Both social media sentiment and stock market data are crucial for stock price prediction

Overview

Relating Social Media to Stock Movements_DA-31st-December

Both social media sentiment and stock market data are crucial for stock price prediction. So, in this project we analyzed the dynamics of stock markets based on both social media news (text data) and stock prices (numerical data).

Understanding the Dataset

The dataset we are working on is a combination of Wallstreetbets-Reddit news and the Standard & Poor’s 500 (S&p 500) stock price from 2013 to 2018.

  • The news dataset contains the top 25 news from Reddit on each day from 2013 to 2018.

  • The S&P 500 contains the core stock market information for each day such as Open, Close, and Volume.

  • The SCORE of the dataset is whether the stock price is increase (labeled as 1) or decrease (labeled as 0) on that day.

EDA

Introduction:

  • data dataset comprises 5698 rows and 8 columns.
  • Dataset consists of continuous variable and float data type.
  • Dataset column variables 'Open', 'Close', 'High', 'Low', 'Volume', are the stock variables from historical dataset and other variables are showing polarity of news which are the derived variables using sentiment analysis as discussed in the above section.

Descriptive Statistics:

Using describe() we could get the following result for the numerical features

open high low close volume count 5697.000000 5697.000000 5697.000000 5698.000000 5.698000e+03 mean 88.139399 89.012936 87.245609 88.146015 1.718703e+06 std 32.666995 32.960833 32.363413 32.660301 1.248357e+06 min 30.380000 31.090000 29.730000 29.940000 1.000000e+02 25% 64.650000 65.310000 64.053300 64.672500 9.880475e+05 50% 80.750000 81.490000 79.990000 80.750000 1.460298e+06 75% 105.270000 106.270000 104.350000 105.345000 2.135991e+06 max 201.240000 201.240000 198.160000 200.380000 3.378024e+07

Preprocessing and Sentiment Analysis

We filled out the NaN values in the missed three topics. And got the polarity and subjectivity for the news' topics. Polarity is of 'float' type and lies in the range of -1, 1, where 1

means a high positive sentiment, and -1 means a high negative sentiment.

So, they will be very helpful in determining the increase or decrease of the stock market.

Then we checked the missing values in the stock market information, it was complete.
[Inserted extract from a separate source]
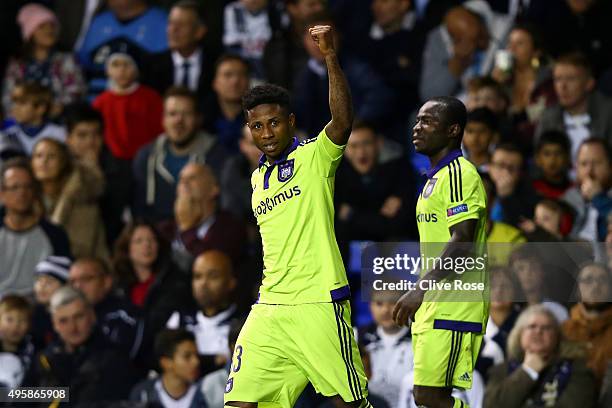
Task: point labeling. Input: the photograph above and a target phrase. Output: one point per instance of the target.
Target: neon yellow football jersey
(293, 202)
(453, 193)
Then we merged the sentiment information (polarity ) by date with the stock market information (Open, High, Low, Close, Volume, Adj Close) in merged_data dataframe.

Before modeling and after splitting we scaled the data using standardization to shift the distribution to have a mean of zero and a standard deviation of one.

from sklearn.preprocessing import StandardScaler

scaler = StandardScaler().fit(X_train)
rescaledX = scaler.transform(X_train)
rescaledValidationX = scaler.transform(X_valid)

fit_transform() is used on the training data so that we can scale the training data and also learn the scaling parameters of that data. Here, the model built by us will learn the mean and variance of the features of the training set. These learned parameters are then used to scale our test data.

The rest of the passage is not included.